My favorite was the guided snowshoe trek which meets at the top of the Gondola. From here the trail winds across the summit to the far side and the site of a fire-lookout tower. On a blue-sky day, climb to the top for an aerial view of four mountain ranges: the Green Mountains stretching away beneath your feet, and in the distance, the White Mountains, Adirondacks and Alleghenies.
—KEYSTONE RESORT, Dillon, Colorado; (800) 468-5004; http://www.keystoneresort.com.
Your spouse, it seems, would rather paint the peaks than ski on them. No problem, I get that. So while he or she is capturing Keystone's silver shadows and snow-flecked pines in watercolors, head outdoors with snowshoes, or take the kids to the lakeside ice skating rink or the tubing hill, at Adventure Point.
But a more interesting option is fishing for trout in the Elk River, as good in winter as it is in summer. Hire a guide; they provide rods, reels and waders, and will provide the required out-of-state license. Most important, they know just where to find those special trout pools and riffles. Afterwards, pamper yourself at Keystone Lodge's Rock Resorts Spa, a 10,000 square-foot full-service facility, with massage rooms, relaxation therapy, an indoor swimming pool, a sauna and hot tubs. Powered entirely by solar and wind-turbines, and partially lit by natural light, this officially "green" spa uses only natural products.
—ASPEN MOUNTAIN, Aspen, Colorado; (800) 525-6200. http://www.aspensnowmass.com.
Aspen is the sort of ski town where people come for the mountain and stay for the lifestyle. By day three you'll notice that the gung-ho skiers that rode up with you on the Silver Queen Gondola to the summit of Ajax are now sunbathing in rows of deck chairs facing the mighty snow-capped peaks of the Maroon Bells.

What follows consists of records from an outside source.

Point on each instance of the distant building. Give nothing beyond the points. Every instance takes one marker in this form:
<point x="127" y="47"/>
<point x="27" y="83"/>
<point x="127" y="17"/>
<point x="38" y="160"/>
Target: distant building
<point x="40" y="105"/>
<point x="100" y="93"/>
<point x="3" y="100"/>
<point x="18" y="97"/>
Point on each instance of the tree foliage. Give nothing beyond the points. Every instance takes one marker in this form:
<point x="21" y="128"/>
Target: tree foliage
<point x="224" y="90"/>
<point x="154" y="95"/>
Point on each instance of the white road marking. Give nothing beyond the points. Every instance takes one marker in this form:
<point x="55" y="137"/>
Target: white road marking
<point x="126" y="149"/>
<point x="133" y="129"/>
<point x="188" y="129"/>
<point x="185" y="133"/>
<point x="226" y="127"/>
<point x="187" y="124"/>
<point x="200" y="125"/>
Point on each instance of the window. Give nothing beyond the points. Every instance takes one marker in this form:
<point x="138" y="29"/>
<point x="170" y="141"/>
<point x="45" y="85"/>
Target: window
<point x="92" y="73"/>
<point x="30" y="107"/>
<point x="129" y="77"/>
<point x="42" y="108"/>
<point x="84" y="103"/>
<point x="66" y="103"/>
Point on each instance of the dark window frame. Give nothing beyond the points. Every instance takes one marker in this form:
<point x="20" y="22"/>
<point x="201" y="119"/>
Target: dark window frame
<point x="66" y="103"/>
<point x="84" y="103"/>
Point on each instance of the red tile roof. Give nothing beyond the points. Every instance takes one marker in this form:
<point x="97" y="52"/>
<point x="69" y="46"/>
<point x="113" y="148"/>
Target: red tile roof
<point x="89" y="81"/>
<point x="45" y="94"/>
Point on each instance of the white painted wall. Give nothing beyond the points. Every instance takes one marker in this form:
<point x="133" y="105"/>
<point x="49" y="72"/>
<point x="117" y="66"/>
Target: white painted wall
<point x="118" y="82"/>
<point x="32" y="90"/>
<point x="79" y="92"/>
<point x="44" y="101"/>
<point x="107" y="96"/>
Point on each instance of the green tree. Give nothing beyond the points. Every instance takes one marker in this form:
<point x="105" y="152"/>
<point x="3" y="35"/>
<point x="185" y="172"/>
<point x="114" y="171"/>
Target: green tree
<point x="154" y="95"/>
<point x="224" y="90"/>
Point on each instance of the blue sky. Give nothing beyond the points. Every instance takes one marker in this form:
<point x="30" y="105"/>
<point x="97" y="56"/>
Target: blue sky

Or start your ski day by joining one of the residents who don shorts for the daily (grueling) hike from the resort base to the summit; they wear hiking boots and walk on the edge of a groomed run.
At the top, join a naturalist-led snowshoe hike, scheduled twice a day. Or explore the valley below on a guided snowmobile tour; check starting times with local outfitters. Once again, layer up for a two-man paraglide launch off the top of Ajax; the pilot controls the glide — you are the passenger.
Window shopping is a must in this town, at least if you expect to say you've been here. At sunset, find a tapas bar then stay for dinner.
IF YOU GO:
Ski resorts offer some non-ski activities on site. Others, like horse-drawn sleigh rides, log cabin dinners, snowmobiling and fly fishing, may be provided by local outfitters or concessionaires. Advance reservations are advised and fees are separate.
Remember to dress warmly. Skiers stay warm because they're always moving. But snowmobilers, parasailors, fishermen and sleigh riders need a lot more layering. All ski resort websites list additional on and off-the-snow activities with details and contact information. Convention & Visitors' Bureaus also keep lists of recreation, entertainment, lodging and restaurants.